Creating a data transformation with Python

This scenario will demonstrate how to create a datasource from a python script, scheduled to run automatically.

This new datasource will be derived from an existing sheet.

This setup assumes that you are creating python tools directly in KAWA (Without any connection to a Version control system).

Creating a data transformation with Python

1. Preparing a sheet

Please create a sheet that has the following columns:

date (a date column)
price (a numeric column, can be integer or decimal)
quantity (a numeric column, can be integer or decimal)
key (a text column)

(If you have different names, you can adjust your script to match what you have)

2. Creating a new python tool

Here is an example script that you use to derive data from the prepared sheet: (please refer to [Computation From Python notebook]

import logging
import pandas as pd
import time
import datetime
from kywy.client.kawa_decorators import kawa_tool

log = logging.getLogger('script-logger')
NUM_DAYS_INCREMENT=3
NUM_DAYS_FULL=300

@kawa_tool(
    outputs={
        'key': str,
        'date': datetime.date,
        'avgPrice': float,
        'totalQuantity': float
    },
    parameters={
        'source_sheet_id': {'type':str}
    })
def sync_data(kawa, source_sheet_id, data_preview=False, append=False):
    start=time.time()
    log.info('Python etl example with computation')

    
    num_days = NUM_DAYS_INCREMENT if data_preview or append else NUM_DAYS_FULL
    from_date = datetime.date.today() - datetime.timedelta(days=num_days)

    #
    # This step loads data from the data warehouse.
    # Use filters and group_by to limit as much as possible the 
    # data that will be processed by your script.
    # This ensures that your process scales.
    #
    log.info(f'Loading data from:{from_date}')
    query = (kawa
            .sheet(sheet_id=source_sheet_id)
            .select( 
                # Adjust to the names of the columns of your sheet
                # (Make sure to adjust the filter as well)
                kawa.col('key').first().alias('key'),
                kawa.col('date').first().alias('date'),
                kawa.col('price').avg().alias('avgPrice'),
                kawa.col('quantity').sum().alias('totalQuantity'),
            )
            .filter(kawa.col('date').date_range(from_inclusive=from_date))
            #
            # Feel free to add stages to your query
            #
            .group_by('key')
            .no_limit())

    #
    # From this point on, you work with a regular pandas dataframe.
    # Feel free to add any more advanced transformation on it
    #
    df= query.compute()

    # 
    # The important thing is to return a dataframe with the columns
    # declared in the output section of the @kawa_tool decorator.
    #
    elapsed=time.time() - start
    log.info(f'Your transformation was performed in {elapsed}s', )
    return df

(https://github.com/kawa-analytics/kywy-documentation/blob/main/notebooks/data-operations/02_compute_notebook.ipynb) to learn all the transformations you can apply to your data.

📚 Please note that we inject to the function two boolean parameters: data_preview and append.
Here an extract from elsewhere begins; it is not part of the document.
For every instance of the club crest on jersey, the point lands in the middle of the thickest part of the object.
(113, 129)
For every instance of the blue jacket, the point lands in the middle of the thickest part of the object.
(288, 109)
Those will be True when (respectively) we are previewing the data to configure the data source or when the load is incremental. Use them wisely in your script! in our case, it is read to change the range of the main date filter.

In order to save your script in KAWA, go to the script section and paste the script in a new tool.

Python

3. Create your data source

Go to the datasource section, Click on [+] or [+ DataSource] and select: Load with Python.

Then, select your newly created script:

Python

🚨 Make sure to select the correct sheet ID and set the FEED TYPE to Incremental.

Click on Preview Data and then: Next.

Python

🚨 In our example, the primary key is called: key. Make sure to select your primary keys consistently with the unicity criteria of your dataset. Each execution of the ETL in incremental mode will insert rows with new primary keys and replace rows with existing ones.

4. Configure scheduling

Make sure to configure scheduling in your datasource:

Python

You can also declare the parent datasource as upstream. In that way, each time the parent datasource is refreshed, the child one will be too.

Python